What actually limits coax at QRO with high SWR
Most “SWR stress math” goes wrong because it treats SWR like a linear multiplier. In Walter Maxwell’s “Another Look at Reflections”, the key sentence is the square-root one: voltage at an SWR maximum is only √SWR times the matched value (under the conservative planning assumption).
What actually limits coax at QRO (regardless of the SWR number)
Coax fails from two real mechanisms:
- Peak voltage breakdown — arcing through dielectric or across connector/termination geometry.
- Heating — conductor loss and dielectric loss.
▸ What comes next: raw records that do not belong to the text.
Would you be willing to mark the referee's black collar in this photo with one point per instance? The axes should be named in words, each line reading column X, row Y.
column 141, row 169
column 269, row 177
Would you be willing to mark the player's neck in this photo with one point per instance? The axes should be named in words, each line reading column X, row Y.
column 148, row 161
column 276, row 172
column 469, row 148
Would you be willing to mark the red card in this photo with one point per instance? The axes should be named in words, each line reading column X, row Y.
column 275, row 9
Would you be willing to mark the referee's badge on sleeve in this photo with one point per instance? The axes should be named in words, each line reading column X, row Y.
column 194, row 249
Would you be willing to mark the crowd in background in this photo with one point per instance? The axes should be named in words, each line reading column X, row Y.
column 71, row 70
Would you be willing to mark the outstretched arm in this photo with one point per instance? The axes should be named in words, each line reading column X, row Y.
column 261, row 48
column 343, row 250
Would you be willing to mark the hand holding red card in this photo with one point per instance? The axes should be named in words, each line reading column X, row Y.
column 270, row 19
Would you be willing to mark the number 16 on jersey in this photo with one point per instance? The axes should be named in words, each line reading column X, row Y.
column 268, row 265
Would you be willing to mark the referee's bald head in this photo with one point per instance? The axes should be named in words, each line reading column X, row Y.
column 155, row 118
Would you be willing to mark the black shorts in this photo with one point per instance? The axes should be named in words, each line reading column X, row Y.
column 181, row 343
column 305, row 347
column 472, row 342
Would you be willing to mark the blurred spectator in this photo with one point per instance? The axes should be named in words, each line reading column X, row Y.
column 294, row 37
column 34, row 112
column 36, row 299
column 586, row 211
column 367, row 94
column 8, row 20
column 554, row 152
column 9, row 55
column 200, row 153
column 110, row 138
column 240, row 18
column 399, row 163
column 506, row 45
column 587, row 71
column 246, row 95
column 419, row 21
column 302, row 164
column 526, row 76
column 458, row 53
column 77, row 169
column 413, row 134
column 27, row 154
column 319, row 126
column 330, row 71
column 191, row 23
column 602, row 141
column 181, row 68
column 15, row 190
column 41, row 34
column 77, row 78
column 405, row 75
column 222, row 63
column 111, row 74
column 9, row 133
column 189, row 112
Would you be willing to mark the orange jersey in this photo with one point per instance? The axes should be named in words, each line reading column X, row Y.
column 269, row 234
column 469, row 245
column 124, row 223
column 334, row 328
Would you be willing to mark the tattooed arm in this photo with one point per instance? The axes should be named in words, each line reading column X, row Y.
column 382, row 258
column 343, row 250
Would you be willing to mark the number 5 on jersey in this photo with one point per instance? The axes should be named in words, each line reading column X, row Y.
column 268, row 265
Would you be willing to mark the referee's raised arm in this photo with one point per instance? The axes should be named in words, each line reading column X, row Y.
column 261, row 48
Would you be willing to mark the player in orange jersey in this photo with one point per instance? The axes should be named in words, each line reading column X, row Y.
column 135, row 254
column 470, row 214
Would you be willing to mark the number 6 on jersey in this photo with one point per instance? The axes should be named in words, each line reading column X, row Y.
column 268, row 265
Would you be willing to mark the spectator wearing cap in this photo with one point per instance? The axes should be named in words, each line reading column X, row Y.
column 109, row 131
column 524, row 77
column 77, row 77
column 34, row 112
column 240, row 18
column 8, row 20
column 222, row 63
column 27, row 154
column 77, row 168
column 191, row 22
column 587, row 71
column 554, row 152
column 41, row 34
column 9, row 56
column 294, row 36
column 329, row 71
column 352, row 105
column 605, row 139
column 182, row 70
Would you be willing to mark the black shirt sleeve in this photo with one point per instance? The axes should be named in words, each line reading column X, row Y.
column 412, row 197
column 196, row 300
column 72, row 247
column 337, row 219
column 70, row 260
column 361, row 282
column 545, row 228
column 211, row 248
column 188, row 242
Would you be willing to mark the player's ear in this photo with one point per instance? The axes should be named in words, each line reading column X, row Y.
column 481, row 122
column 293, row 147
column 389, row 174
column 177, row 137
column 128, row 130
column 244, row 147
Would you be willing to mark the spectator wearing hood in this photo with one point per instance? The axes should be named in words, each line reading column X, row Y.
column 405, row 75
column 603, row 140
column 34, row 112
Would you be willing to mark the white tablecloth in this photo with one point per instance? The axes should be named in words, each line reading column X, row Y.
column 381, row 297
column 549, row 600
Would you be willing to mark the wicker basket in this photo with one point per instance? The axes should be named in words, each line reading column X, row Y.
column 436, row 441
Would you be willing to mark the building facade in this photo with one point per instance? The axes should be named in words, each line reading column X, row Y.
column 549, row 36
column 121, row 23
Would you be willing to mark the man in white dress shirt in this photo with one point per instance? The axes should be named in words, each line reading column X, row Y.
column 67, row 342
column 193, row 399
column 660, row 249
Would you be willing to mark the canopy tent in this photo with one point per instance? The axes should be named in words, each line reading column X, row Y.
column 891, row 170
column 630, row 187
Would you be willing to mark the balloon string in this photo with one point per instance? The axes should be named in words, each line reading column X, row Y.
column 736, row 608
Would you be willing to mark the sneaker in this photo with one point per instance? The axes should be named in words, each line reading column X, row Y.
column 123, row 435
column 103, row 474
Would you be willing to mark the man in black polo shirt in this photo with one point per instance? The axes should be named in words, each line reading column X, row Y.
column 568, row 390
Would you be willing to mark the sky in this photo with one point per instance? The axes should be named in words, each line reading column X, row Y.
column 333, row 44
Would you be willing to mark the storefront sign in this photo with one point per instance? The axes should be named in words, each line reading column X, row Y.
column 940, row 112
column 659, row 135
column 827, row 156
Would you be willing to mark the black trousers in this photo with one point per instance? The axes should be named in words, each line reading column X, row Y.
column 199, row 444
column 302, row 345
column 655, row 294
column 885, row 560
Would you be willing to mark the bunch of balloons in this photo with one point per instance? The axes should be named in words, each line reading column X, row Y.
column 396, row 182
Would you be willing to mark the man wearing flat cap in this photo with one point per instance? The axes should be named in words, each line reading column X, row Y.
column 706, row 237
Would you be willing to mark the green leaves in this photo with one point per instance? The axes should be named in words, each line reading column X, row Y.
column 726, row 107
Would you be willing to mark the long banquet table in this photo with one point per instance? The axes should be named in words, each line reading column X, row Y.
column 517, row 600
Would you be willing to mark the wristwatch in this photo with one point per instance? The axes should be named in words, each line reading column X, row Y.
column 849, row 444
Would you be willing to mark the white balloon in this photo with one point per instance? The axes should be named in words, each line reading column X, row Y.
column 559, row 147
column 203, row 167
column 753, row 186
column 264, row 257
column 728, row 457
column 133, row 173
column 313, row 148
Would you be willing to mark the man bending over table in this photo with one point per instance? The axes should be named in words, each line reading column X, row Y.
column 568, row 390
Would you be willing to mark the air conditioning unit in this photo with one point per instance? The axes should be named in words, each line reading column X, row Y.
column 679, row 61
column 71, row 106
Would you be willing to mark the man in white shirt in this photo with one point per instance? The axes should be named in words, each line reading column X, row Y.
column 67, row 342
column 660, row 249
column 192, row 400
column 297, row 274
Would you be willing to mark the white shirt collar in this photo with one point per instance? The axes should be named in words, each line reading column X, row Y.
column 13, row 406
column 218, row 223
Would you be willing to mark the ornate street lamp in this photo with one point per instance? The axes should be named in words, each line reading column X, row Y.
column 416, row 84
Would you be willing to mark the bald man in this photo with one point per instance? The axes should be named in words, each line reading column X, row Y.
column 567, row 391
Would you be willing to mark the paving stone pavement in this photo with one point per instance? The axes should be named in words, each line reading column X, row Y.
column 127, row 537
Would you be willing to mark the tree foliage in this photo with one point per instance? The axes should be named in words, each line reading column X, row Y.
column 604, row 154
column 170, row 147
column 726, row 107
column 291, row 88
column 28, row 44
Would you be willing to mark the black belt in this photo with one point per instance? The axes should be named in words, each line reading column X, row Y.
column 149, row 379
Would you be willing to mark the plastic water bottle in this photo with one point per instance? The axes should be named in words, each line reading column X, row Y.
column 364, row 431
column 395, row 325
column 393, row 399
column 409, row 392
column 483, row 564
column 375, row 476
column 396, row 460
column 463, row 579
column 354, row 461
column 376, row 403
Mismatch can create localized hot spots, so average power must be derated when SWR is high.
In practice, connectors, baluns/unun boxes, tuners, and contamination/moisture at terminations often fail before the coax itself does.
The conservative planning rule: √SWR
When you plan for worst case (same delivered power despite mismatch), the stress bound you should use is:
V_rms,max ≈ V_rms,matched · √SWRI_rms,max ≈ I_rms,matched · √SWRThis square-root scaling is why high SWR is often less “voltage terrifying” than people assume on HF.
Matched reference formulas (50 Ω line)
V_rms,matched = √(P · Z0)I_rms,matched = √(P / Z0)
1500 W example (clean √SWR math only)
Assume P = 1500 W and Z0 = 50 Ω.
Matched:
V_rms,matched = √(1500 · 50) ≈ 274 V_rmsV_peak,matched ≈ 274 · 1.414 ≈ 387 V_peak
SWR = 5: √5 ≈ 2.236
V_rms,max ≈ 274 · 2.236 ≈ 612 V_rmsV_peak,max ≈ 387 · 2.236 ≈ 866 V_peak
SWR = 20: √20 ≈ 4.472
V_rms,max ≈ 274 · 4.472 ≈ 1225 V_rmsV_peak,max ≈ 387 · 4.472 ≈ 1731 V_peak
Quick √SWR multipliers you can remember
| SWR | √SWR multiplier |
|---|---|
| 1 | 1.00× |
| 2 | 1.41× |
| 3 | 1.73× |
| 5 | 2.24× |
| 10 | 3.16× |
| 20 | 4.47× |
| 25 | 5.00× |
| 100 | 10.0× |
What this means at HF legal limit
At HF, the matched line voltage for 1.5 kW into 50 Ω is only ~274 V RMS. With √SWR scaling, even “ugly” mismatch often lands in the low-kV range rather than the tens-of-kV fantasy numbers. So dielectric breakdown is usually not the first wall you hit (assuming clean/dry terminations, sane connector geometry, and proper weatherproofing outdoors).
Practical HF QRO guidance (√SWR lens)
- On decent HF coax (RG-8/RG-213 class), even 20:1 SWR at ~1.5 kW is generally not a coax dielectric breakdown problem by itself. The example above is ~1.7 kV peak under the conservative √SWR bound... typically still below common coax dielectric ratings, but terminations and hardware may be the weak link.
- Worry first about heating (loss + duty cycle) and weak points (connector cleanliness, moisture ingress, tuner/balun voltage capability).
- If something arcs, it’s often a termination/connector or a component box... not “the coax as a concept.”
Where people actually get hurt: heating + weak points
- Frequency: coax loss rises with frequency, so matched power rating drops fast as you go up in band.
- Duty cycle: SSB is forgiving; continuous modes are not.
- Hardware stress: connectors, tuners, baluns/unun boxes, and weatherproofing failures often decide the limit.
- Hot spots: mismatch can concentrate loss and temperature rise at specific points on the line.
Mini-FAQ
- What multiplier should I use for worst-case coax stress? — Use √SWR on top of the matched V and I when doing conservative planning.
- Does high SWR instantly mean arcing? — Not at HF by itself. More often, failures start at connectors/boxes or from heating on continuous modes.
- What should I worry about first at QRO? — Heat (loss + duty cycle) and weak points (connector cleanliness, weatherproofing, tuner/balun voltage capability).
- Why do manufacturers derate with VSWR? — Because mismatch creates peaks and localized hot spots; average power must be reduced to keep temperatures and insulation stress safe.